A Chicago “hacktivist” labeled by federal prosecutors as one of the world’s most dangerous cyberterrorists faces up to 10 years in prison when he’s sentenced in a New York courtroom today.
When federal agents kicked in the door of his South Side home in March 2012, Jeremy Hammond was already a cause celebre among anarchists and cyberterrorists for his sophisticated infiltration of government and corporate websites.
Facing sentencing for his politically motivated hacking spree, Hammond has a growing number of more mainstream supporters after recent revelations by Edward Snowden have seemingly given credence to Hammond’s belief that government and powerful corporations that operate in secrecy need to be checked and exposed.
Hammond, 28, pleaded guilty in May to hacking into more than half a dozen secure sites, revealing the personal and financial information of law enforcement officers, private intelligence agencies and military contractors in order to create what he called “maximum mayhem,” court records show. Prosecutors want the maximum sentence of 10 years in prison imposed.
To bolster defense arguments that Hammond should be sentenced only to time served, his lawyers submitted an extraordinary number of letters of support: More than 250 from friends and family as well as controversial activists, including Daniel Ellsberg, the Pentagon Papers whistle-blower who four decades ago exposed the government’s secret escalation of the Vietnam War.
Hammond’s mother, Rose Collins, planned to travel from her home near Austin, Texas, to join what is expected to be an overflow crowd for the sentencing in federal court in Manhattan. The political polar opposite of her son, Collins said the two have had a strained relationship. But although she doesn’t agree with his methods, she’s come to realize that “people like Jeremy are necessary.”
“Look at everything that has come out,” Collins, a convenience store manager and tea party supporter, said in a telephone interview earlier this week. “We are all being watched. … Do we want to go through our lives in a fog?”
Collins said she is hopeful that U.S. District Judge Loretta Preska will “see the good in Jeremy” and show mercy.
“I want him out of there. I want him to see the sky,” Collins said. “I think he could change the world if he set his mind to it.”
Reveled in the chaos
Seven years ago, Hammond stood in a federal courtroom in Chicago facing sentencing for cyberattacking a conservative political activist group, crashing its website and stealing sensitive credit card information.
His lawyer at the time described Hammond as a boy with a bazooka, a genius who just needed the maturity to harness his extraordinary computer skills to use them for good. Citing the folly of youth, U.S. District Judge James Zagel cut Hammond a break and sentenced him to two years in prison
But prosecutors say Hammond had no intention of changing his ways.

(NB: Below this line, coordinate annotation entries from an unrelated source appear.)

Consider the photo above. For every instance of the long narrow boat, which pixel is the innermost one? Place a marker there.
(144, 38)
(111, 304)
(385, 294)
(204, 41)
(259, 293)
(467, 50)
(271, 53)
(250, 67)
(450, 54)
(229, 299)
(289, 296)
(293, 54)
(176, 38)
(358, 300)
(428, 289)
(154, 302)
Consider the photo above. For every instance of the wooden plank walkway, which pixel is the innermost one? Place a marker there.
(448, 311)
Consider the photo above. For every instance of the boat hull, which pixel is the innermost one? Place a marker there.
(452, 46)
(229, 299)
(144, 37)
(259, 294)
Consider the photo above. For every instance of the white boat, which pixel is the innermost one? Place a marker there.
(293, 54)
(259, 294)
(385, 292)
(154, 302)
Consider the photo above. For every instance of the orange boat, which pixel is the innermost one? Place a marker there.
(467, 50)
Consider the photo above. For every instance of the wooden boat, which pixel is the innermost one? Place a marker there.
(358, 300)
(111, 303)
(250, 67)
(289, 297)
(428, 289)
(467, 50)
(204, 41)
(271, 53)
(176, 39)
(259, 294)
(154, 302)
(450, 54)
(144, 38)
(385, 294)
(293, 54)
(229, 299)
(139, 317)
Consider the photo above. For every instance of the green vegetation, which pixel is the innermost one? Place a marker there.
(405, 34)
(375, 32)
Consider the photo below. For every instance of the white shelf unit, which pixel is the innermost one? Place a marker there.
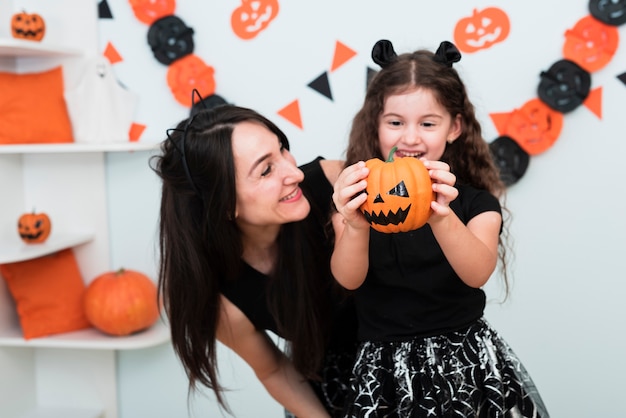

After serving his time at a federal prison camp in North Carolina, Hammond returned to Chicago, where he hooked up with members of Anonymous, a decentralized, international group of hackers that had gained notoriety for stealing information from selected targets — usually for political reasons — then promoting the heist in “press releases” and dumping sensitive information on the Internet, prosecutors said.
In June 2011, just weeks after completing parole, Hammond was on the Internet chatting with “Sabu,” a New York-based hacker affiliated with the militant Anonymous offshoot known as LulzSec. Hammond told Sabu that criminal hackers, known as “black hats,” needed to unite against police and the government, adding that he had a “three-punch knockout plan” he was about to put into effect, court records show.
Over the next few weeks, members of LulzSec released a trove of documents that Hammond had stolen from Arizona Department of Public Safety servers, including the names, email accounts, passwords, home addresses and cellphone numbers of numerous Arizona police officers and their spouses.
In his correspondence with other LulzSec members, Hammond seemed to revel in the chaos that would ensue after each data dump.
As damaging as the Arizona police hack was, the far bigger splash came a few months later when Hammond led a cyberattack on Stratfor, a Texas private intelligence firm that contracts with the U.S. government and high-profile corporate clients around the world. In December 2011, Hammond told a co-conspirator in a web chat that he’d gained complete access to Stratfor’s computer networks, something no other member of LulzSec had been able to accomplish.
“We in business baby,” Hammond texted, according to court records. “Time to feast on their spools.”